But now and then within that, we had what was called foundational model ops. Right? Now foundational model lives within machine learning operations and it's just how do we take that generative AI model and that specific AI model across any kind of people process technology. Right?
One specific model that's foundational to multiple processes.
And then within foundational model ops, we have LLM ops. Right? LLM ops is more of a subset of field ops. Right?
And for the most part, it's text to text. Right? There's all kinds of multimodal capabilities that you can do when it comes in. Everybody knows what I mean when I say multimodal.
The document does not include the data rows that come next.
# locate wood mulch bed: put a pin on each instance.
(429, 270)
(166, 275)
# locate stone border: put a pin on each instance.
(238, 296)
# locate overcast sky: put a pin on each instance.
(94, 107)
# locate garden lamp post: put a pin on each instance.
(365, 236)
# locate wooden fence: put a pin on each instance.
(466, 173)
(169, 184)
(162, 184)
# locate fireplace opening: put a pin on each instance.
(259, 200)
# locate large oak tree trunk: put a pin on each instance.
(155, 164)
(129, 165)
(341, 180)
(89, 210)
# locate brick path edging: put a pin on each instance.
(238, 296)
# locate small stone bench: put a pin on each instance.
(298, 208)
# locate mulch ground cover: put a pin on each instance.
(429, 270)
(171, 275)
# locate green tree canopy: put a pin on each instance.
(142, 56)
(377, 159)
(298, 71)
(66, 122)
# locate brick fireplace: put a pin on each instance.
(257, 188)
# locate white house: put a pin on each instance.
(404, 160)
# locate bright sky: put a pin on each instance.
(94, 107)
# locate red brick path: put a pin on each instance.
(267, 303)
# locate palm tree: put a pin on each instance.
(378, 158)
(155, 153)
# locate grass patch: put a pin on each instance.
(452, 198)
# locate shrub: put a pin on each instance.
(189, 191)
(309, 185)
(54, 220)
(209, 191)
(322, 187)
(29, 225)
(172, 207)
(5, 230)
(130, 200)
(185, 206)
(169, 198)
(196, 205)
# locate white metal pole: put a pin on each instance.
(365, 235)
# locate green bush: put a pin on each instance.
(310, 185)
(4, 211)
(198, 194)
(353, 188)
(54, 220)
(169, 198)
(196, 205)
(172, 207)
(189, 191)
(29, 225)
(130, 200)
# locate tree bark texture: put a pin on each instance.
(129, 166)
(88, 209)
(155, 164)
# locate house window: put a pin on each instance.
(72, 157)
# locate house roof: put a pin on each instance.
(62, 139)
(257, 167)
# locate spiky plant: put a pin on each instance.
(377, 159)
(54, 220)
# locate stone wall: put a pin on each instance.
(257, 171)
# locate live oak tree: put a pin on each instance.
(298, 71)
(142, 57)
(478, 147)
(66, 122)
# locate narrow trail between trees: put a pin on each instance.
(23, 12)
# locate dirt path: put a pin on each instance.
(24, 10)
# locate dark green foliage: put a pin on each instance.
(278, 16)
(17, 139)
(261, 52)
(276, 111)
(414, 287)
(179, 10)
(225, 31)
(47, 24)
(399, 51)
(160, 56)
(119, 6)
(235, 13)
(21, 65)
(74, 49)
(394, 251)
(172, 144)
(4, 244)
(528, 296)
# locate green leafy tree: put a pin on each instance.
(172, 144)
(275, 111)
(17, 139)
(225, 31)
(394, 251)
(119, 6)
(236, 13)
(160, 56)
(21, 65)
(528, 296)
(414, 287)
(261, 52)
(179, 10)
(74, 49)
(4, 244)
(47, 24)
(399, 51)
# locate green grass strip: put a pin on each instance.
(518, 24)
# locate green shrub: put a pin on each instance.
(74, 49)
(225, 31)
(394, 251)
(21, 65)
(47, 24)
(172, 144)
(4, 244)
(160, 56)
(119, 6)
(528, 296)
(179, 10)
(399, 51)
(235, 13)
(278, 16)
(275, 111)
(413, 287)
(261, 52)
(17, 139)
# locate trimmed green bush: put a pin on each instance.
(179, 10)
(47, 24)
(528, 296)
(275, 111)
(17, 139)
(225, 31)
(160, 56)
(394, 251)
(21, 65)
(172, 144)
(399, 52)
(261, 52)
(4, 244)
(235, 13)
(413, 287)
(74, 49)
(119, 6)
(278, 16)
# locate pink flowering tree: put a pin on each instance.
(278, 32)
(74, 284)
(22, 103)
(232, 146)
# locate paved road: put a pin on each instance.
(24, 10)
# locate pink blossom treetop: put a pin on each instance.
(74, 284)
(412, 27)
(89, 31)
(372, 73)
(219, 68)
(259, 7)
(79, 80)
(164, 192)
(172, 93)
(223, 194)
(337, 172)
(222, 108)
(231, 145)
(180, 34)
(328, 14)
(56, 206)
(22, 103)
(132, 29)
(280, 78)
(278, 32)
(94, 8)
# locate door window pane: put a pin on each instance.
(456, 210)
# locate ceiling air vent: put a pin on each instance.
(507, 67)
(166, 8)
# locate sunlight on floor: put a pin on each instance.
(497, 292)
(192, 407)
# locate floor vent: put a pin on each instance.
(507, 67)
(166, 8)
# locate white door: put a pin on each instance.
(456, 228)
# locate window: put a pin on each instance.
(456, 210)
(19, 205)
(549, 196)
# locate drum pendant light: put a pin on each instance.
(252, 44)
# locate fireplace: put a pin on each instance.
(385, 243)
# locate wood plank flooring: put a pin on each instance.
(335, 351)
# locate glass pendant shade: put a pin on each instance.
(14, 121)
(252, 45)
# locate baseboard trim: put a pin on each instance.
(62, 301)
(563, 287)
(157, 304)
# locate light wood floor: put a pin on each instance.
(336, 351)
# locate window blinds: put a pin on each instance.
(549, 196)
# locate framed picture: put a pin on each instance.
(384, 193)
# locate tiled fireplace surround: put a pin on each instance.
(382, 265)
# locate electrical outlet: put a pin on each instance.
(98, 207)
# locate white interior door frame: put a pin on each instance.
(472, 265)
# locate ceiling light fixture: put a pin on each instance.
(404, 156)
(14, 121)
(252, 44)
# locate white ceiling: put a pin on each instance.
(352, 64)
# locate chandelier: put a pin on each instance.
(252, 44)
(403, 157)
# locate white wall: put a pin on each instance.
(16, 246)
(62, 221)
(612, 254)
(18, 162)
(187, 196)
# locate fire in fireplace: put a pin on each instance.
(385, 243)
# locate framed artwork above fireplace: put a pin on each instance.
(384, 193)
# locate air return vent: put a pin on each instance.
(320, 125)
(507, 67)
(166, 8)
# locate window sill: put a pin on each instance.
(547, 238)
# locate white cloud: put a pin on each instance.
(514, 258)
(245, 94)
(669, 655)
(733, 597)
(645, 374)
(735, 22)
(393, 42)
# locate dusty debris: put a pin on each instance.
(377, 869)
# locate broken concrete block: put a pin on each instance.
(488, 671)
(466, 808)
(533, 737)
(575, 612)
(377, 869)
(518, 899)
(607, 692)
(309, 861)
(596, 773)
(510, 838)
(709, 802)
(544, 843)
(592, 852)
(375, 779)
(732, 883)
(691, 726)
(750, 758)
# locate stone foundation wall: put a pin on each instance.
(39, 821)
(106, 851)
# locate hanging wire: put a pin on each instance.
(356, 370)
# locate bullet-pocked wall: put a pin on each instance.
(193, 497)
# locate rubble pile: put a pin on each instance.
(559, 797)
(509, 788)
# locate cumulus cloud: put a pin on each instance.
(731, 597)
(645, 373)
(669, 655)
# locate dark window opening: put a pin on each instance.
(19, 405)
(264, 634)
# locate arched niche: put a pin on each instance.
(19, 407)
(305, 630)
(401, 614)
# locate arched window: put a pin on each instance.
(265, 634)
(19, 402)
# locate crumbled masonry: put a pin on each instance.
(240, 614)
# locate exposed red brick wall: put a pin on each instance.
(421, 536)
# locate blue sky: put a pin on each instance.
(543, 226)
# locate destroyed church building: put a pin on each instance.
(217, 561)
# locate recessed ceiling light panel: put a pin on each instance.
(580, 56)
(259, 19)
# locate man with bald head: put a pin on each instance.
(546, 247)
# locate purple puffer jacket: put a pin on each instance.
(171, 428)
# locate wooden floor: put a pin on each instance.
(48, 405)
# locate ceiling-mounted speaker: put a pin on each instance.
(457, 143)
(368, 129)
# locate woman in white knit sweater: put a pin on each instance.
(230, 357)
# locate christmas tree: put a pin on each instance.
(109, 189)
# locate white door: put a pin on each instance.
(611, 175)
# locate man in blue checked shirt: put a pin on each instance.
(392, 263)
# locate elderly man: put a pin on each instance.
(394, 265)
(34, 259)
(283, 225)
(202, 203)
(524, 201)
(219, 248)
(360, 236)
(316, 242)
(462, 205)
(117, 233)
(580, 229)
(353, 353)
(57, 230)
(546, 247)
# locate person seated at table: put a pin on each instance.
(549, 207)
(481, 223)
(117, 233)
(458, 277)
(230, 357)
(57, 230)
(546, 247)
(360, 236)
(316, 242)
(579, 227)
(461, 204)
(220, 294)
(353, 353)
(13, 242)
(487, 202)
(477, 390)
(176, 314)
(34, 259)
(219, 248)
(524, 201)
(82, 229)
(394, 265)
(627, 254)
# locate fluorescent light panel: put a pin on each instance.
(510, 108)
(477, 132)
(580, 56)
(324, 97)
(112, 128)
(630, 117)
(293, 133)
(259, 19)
It's right. I throw up an image and it and I tell it tell me, you know, tell me what's in the background of this image and describe this image. It tells me. Or I tell, you know, like, you know, the LLM, hey.
Like, create an image for me that does this or create a video that does this or create a PDF or a PowerPoint or something that does this. That's multimodal, right? But for the most part for this session, we'll focus on text, right? Now, we're gonna get a little deeper into foundational model ops and LLM ops, right?
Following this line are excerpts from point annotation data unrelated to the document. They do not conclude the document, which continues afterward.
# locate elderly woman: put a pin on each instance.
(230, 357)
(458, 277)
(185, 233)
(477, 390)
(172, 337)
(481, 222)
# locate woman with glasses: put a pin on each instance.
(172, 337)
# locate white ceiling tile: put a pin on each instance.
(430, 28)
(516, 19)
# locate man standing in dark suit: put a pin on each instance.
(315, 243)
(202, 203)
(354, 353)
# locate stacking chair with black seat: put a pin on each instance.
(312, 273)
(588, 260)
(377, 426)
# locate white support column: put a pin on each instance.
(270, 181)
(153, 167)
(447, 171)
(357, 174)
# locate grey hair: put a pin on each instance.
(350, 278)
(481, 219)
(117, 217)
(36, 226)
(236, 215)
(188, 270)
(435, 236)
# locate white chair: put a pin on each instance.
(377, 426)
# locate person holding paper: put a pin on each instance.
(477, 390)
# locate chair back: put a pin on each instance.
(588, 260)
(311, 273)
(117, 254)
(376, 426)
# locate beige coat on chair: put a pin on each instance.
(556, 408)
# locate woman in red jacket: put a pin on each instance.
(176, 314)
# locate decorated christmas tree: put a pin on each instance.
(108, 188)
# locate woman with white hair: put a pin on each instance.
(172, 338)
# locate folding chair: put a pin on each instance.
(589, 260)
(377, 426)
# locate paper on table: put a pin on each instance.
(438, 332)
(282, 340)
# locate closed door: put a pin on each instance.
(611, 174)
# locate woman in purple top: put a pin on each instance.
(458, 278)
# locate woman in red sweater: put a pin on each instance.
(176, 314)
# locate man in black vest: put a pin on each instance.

Now, when we really talk about evaluating, like, a lot, you know, like, the the series and the stages of model and f m ops and o l m ops, there's usually before I like, what model should I use? And then once I've used it, once I'm starting to actually, you know, utilize it within a a production or sandbox or pilot instance, how do I know if it's effective? Right? Now selection and evaluation is usually, like, people always think of it as kind of complex, but it usually goes into two specific buckets.
There's the automated version of selection, right, where and we'll talk about some of those concepts where you can use datasets, models, metrics. So that's like tools like AI Foundry, Google's Model Garden, Hugging Face, which I'll show. Like, they do a great job of actually showing you what are specific benchmarks that this model should be achieving based on your particular use case. Right?
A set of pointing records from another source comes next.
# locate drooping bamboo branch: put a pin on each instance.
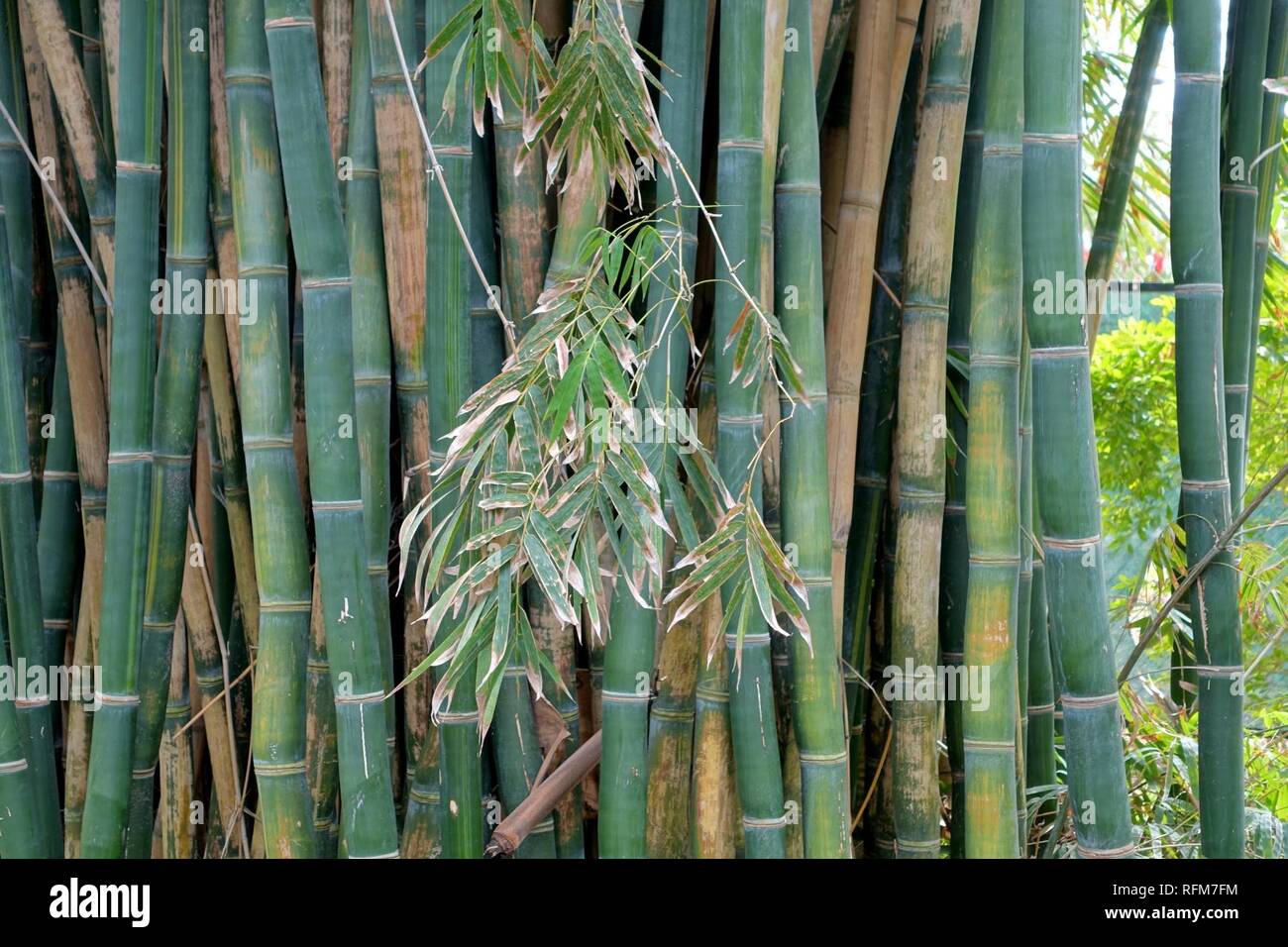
(818, 711)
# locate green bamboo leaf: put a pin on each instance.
(760, 583)
(454, 27)
(566, 392)
(548, 577)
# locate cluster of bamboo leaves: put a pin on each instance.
(529, 486)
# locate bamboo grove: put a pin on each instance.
(597, 428)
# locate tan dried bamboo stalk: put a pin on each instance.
(98, 180)
(209, 652)
(850, 294)
(335, 27)
(222, 206)
(174, 761)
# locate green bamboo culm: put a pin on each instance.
(369, 827)
(1039, 748)
(739, 170)
(372, 346)
(630, 651)
(1239, 205)
(670, 728)
(513, 733)
(912, 603)
(447, 335)
(1067, 480)
(16, 184)
(26, 724)
(129, 482)
(818, 712)
(1199, 423)
(277, 515)
(992, 449)
(174, 414)
(1122, 154)
(1024, 595)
So that's an automated process.
But more often than not, it's the human assessment that's gonna drive a lot of it. Right? That's where we kind of see that, like, why do you need that human in the loop. Right? And in the case of Salesforce's agent capabilities, right, it's a lot of direct feedback and indirect feedback in that, like, loop process, right, where if, like, if it gives you a good response, give a thumbs up. Who here is using Agent Force?
Who here when you give it a good response and you give it a thumbs up?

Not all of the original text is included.